The course of growth and LPS production of two strains of type cultures of Escherichia coli (ATCC 11229, ATCC 25922), one E. coli mutant strain P400 and one type strain of Pseudomonas aeruginosa (ATCC 15442), grown partly by repeated cultures in BHI and partly also in minimal medium or in 1:10 diluted PC broth in a gyratory shaker (60 rpm) at 30 degrees C, was monitored respectively by counting the cfu and by simultaneous determination of LPS by means of the three miniaturized LAL-tests, i.e. the capillary test, the "Mini" endotoxin test and the Coatest endotoxin method. All three tests yielded generally comparable and reproducible results. The LPS content for a defined number of cfu was virtually in the same order of magnitude in all cases, regardless of the nutrient content of the culture medium. The quantity of LPS was relatively high in the initial phases of growth but then decreased significantly to constant levels in the stationary phase. There was a remarkable increase in the yield of LPS in the mid- and late stages of the exponential phase in the three strains, in contrast to the mutant in which the LPS content declined continuously.

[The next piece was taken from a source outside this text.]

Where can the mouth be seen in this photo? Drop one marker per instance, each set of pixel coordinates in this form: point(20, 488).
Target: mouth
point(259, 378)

A possible explanation for this variation could be due to the fact that specific cell membrane proteins, which are lacking in the mutant, react differently with the LPS and thus with the Limulus Amoebocyte lysate. When the LAL tests are used for the rapid determination of the gram negative bacterial load of in particular perishable fresh foods, in which generally bacterial cells are at different stages of the exponential growth phase, then it is necessary to standardize each method specifically both for the product and for the storage conditions.